1) adhering to at least one local part of said member (2, 20), and (b) in a high pressure chamber receiving neutral gas in a compression system for generating neutral gas hydrostatic pressure up to 1.5 GPa in the room Then, the intended parts (2, 2
0) at a temperature rise rate of 5 ° C./min to 120 ° C./min while establishing a 200 ° C. thermal gradient between one end and the other end of 0).
In the chamber comprising a heating means capable of reaching 200 ° C. and also including a furnace whose temperature is controlled by a measuring system, a member (2, 20), and (c) filler metal (1, 1)
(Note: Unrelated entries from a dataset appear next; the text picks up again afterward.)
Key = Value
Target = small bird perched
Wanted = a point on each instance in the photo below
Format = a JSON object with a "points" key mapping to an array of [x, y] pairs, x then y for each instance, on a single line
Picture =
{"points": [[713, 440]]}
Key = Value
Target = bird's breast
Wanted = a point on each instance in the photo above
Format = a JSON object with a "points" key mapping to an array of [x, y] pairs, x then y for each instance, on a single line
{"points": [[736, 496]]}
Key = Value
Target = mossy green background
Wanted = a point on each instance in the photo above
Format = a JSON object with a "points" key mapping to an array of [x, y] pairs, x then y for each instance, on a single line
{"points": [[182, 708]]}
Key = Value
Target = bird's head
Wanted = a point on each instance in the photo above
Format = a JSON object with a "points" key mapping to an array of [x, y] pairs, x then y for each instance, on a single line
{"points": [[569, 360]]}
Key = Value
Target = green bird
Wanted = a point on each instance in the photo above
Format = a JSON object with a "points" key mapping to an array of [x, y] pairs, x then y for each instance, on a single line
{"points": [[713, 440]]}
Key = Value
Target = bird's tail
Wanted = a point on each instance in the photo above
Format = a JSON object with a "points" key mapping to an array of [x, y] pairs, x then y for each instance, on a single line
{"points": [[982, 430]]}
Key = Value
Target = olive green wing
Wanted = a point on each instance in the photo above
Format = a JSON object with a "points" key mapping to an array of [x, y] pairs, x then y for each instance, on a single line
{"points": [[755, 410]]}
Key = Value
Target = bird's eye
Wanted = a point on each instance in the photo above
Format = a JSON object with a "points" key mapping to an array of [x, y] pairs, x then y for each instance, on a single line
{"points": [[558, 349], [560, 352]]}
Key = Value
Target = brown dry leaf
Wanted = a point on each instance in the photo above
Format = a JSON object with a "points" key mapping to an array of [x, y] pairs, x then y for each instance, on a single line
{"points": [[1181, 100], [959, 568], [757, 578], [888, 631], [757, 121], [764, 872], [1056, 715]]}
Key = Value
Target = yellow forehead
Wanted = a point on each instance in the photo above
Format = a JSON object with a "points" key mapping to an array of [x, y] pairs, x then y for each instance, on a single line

Under certain temperature and pressure conditions, the filler material is subjected to a large gas hydrostatic pressure so that 1) is dense and the filler metal and the intended surface of the superalloy member are metallurgically bonded. A method of thinning said nickel or cobalt based superalloy component comprising the step of causing a synthetic reaction by self-propagating combustion. 2. The method according to claim 1, wherein the filling comprises a build-up of a local part of the member, and a step of finishing the surface is followed by a polishing operation of the surface after finishing step (c) by merely cooling the member. A method of thickening a nickel or cobalt based superalloy member. 3. The nickel or cobalt based superalloy according to claim 1, wherein said filleting constitutes a coating which protects at least one part of the component and increases its resistance to oxidation, corrosion and / or erosion. A method of applying flesh to members. 4. The final thickness of the deposit obtained on the member is 2
4. A method for thickening a nickel or cobalt based superalloy member according to claim 1, wherein the thickness is between 0 [mu] m and 10 mm. 5. The deposit of step (a) is formed by cold pressing a suitable amount of an equiatomic mixture of nickel powder and aluminum powder having a particle size of less than 150 μm in a matched mold under a load of 40 MPa. 5. A method for thickening a nickel or cobalt based superalloy component according to claim 1, wherein the compacting material (1) is arranged. 6. The method of claim 1, further comprising the step of: placing the compaction material (1) in step (a) with another supplementary compaction material (11) previously formed by sintering the nickel-based superalloy powder; 6. The method of claim 5 wherein the nickel or cobalt based superalloy member is inserted as a sublayer on the surface of the intended portion of the component. 7. The nominal composition, expressed in% by weight of the superalloy of the member constituting the base material (20), is Ni base; Cr 1
4; Co 9.5; Mo 4; Al 3; W4; Ti
5; Si 0.2; Mn 0.2; C 0.17, wherein the composition, expressed as a percentage by weight of the supplemental compaction material (11), is:
Ni base; Co 16.5-19; Cr 10.4-
12.2; Mo 3.3-4.2; Al 2.85-
3.15; Ti 2.45 to 2.8; Si 1-1.
3. The method according to claim 6, wherein B is 0.68 to 0.8; C is 0 to 0.06.